Effect of Unequal Categories
I will not show the calculations but the highest PR/#links will dominate and most other links will tend to dilute the PR transfer, since each category gets a link on the profile page.
Ideal Strategy
Become editor of about 5 PR8 categories. Don't add any new sites (besides yours) since more links tend to dilute the PR transfer to one's home page. Do one edit every four months. Use that edit to remove your competitor's sites. ;)
The page rank gets passed back from the directory the editor is responsible for. I have overlooked that and has assumed that as long as one is an editor, they get high page rank profile page.
It is just an isolate case of a high profile editor who has passed on page rank to his site.
But the PageRank is applied by Google, it's nothing to do with the ODP and frankly the way editors are listed is perfectly logical.
If you want to get picky about it, consider that PageRank passes *through* the editor page to the other categories within the directory, effectively creating a PageRank shortcut. If you have a senior editor with a high-PR page, that will boost the other categories that editor edits in. So, potentially a senior editor who also edits in their hometown will also give their local businesses a PageRank boost over their competitors. Fair? Unfair? That's just how PageRank works. Blame Google.

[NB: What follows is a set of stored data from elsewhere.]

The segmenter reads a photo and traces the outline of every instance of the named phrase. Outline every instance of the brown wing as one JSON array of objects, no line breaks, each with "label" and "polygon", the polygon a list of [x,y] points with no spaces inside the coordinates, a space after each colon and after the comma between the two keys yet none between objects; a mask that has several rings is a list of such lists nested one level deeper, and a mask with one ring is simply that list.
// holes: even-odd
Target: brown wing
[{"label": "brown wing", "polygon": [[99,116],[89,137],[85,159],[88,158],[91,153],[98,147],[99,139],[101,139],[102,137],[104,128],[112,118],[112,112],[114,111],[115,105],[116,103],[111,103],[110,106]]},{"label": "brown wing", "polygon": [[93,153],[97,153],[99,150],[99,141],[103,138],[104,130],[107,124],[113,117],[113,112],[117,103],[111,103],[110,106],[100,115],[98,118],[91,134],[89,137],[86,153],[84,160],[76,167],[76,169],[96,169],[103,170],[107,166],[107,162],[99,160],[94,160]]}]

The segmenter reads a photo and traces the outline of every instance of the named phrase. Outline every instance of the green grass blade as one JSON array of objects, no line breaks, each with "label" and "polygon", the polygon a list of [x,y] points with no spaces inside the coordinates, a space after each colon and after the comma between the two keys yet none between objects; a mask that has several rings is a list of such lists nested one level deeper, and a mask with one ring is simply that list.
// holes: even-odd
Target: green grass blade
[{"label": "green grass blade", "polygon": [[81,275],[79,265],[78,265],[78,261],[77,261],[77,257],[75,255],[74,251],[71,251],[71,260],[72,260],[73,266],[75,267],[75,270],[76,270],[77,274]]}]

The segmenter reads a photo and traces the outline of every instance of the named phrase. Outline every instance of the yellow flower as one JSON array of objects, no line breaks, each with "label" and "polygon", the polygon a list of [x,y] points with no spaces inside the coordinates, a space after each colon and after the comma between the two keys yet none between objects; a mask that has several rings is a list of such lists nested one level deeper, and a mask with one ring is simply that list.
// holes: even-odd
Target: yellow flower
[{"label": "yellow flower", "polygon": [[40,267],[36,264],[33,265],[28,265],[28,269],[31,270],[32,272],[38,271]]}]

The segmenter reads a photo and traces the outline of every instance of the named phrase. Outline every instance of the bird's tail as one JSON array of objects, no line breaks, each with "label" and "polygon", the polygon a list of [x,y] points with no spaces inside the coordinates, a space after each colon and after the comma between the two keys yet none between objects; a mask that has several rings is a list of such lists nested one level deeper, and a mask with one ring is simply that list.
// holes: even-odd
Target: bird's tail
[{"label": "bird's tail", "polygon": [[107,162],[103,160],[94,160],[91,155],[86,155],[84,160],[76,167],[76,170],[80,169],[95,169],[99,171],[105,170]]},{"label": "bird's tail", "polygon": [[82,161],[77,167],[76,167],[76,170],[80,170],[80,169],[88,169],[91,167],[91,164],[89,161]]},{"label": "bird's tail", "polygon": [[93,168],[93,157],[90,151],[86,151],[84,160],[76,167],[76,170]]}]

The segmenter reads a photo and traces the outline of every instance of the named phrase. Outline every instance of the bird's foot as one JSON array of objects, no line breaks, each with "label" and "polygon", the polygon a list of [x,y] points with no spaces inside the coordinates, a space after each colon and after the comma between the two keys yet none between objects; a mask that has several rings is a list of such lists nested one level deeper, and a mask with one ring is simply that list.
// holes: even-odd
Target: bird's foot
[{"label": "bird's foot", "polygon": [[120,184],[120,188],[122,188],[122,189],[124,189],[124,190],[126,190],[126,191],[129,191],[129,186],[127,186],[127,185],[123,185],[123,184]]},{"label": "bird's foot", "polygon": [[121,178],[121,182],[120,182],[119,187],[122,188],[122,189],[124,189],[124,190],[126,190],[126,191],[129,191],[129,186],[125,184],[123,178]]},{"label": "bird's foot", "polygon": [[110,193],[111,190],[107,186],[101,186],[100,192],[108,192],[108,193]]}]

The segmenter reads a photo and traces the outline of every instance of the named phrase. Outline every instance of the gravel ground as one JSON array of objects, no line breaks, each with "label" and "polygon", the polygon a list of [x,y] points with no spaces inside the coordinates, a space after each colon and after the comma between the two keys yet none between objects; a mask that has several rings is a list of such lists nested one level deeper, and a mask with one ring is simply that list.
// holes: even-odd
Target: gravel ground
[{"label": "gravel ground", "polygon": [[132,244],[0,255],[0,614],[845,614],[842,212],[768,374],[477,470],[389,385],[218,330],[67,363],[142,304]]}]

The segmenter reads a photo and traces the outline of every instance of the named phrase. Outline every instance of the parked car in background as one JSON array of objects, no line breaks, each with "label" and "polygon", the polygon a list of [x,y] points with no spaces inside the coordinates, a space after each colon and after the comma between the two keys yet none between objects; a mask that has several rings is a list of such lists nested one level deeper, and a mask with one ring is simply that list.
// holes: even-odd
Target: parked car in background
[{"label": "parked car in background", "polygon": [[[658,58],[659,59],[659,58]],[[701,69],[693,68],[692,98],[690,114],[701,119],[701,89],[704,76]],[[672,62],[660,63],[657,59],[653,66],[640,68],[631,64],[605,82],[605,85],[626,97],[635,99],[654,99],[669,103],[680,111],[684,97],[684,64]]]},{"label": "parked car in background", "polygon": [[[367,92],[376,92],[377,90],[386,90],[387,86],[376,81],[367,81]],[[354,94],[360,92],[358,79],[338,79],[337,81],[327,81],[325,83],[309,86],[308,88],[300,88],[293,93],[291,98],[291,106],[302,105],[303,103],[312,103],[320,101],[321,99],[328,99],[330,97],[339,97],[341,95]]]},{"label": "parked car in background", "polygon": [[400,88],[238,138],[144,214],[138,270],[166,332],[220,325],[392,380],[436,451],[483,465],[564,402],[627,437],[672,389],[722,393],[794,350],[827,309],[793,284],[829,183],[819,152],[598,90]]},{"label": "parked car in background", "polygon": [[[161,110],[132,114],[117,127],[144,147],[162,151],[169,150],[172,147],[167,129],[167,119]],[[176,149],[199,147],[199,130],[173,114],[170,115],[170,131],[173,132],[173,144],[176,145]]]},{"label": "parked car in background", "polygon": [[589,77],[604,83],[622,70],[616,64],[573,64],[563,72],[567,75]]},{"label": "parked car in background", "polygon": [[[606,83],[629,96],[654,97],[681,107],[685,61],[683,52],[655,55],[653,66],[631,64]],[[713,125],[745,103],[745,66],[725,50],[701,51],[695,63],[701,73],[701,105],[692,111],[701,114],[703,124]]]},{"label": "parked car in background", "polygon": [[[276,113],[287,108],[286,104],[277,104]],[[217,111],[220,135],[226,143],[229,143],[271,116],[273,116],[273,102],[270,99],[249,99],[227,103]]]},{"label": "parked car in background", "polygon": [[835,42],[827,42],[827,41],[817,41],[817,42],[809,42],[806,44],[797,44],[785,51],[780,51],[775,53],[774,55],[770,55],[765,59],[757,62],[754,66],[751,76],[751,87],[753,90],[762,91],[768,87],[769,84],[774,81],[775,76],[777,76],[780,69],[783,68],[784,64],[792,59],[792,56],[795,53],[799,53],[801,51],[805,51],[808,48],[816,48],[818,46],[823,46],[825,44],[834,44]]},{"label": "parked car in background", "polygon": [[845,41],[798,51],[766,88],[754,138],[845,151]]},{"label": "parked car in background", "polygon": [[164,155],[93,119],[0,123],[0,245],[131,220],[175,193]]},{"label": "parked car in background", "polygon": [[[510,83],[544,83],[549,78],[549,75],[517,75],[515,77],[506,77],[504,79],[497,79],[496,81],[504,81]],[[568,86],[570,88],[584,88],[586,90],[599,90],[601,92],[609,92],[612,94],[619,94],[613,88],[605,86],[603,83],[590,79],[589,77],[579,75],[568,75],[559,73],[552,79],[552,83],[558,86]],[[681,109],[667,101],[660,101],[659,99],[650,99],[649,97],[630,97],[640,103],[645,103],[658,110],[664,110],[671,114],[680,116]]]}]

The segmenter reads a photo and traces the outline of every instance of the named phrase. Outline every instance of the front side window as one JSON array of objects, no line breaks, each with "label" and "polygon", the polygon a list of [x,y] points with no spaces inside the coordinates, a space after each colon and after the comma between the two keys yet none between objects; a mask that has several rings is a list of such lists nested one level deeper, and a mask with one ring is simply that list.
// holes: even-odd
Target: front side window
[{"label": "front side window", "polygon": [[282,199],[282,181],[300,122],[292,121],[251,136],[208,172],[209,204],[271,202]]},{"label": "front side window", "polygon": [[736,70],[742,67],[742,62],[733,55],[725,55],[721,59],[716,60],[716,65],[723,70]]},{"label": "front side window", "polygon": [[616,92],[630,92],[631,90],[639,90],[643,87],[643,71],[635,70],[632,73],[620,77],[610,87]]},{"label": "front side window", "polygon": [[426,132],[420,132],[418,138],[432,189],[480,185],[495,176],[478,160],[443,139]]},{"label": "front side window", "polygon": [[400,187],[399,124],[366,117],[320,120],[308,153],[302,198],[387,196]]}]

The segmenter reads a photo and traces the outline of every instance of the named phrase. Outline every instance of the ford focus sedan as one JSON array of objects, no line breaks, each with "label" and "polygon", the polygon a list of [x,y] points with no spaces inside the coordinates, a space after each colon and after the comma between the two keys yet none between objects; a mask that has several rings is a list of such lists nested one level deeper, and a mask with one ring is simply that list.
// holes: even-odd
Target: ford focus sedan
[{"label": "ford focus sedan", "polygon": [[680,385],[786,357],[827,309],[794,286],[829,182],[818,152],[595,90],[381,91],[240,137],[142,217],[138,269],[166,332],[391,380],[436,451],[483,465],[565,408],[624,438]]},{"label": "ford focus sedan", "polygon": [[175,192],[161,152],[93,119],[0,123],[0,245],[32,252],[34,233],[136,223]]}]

As for what search engines do with profiles: actually, editors complain MUCH more often that their profiles are found on sites of ODP licensees that they DON'T approve of: such as porn directories that don't bother to strip out the non-adult listings.
Also, I checked out many editors' profile pages and found that, at least in the categories I am interested in, many of them don't have links to any sites, and the ones who link are linking to their non-commercial sites.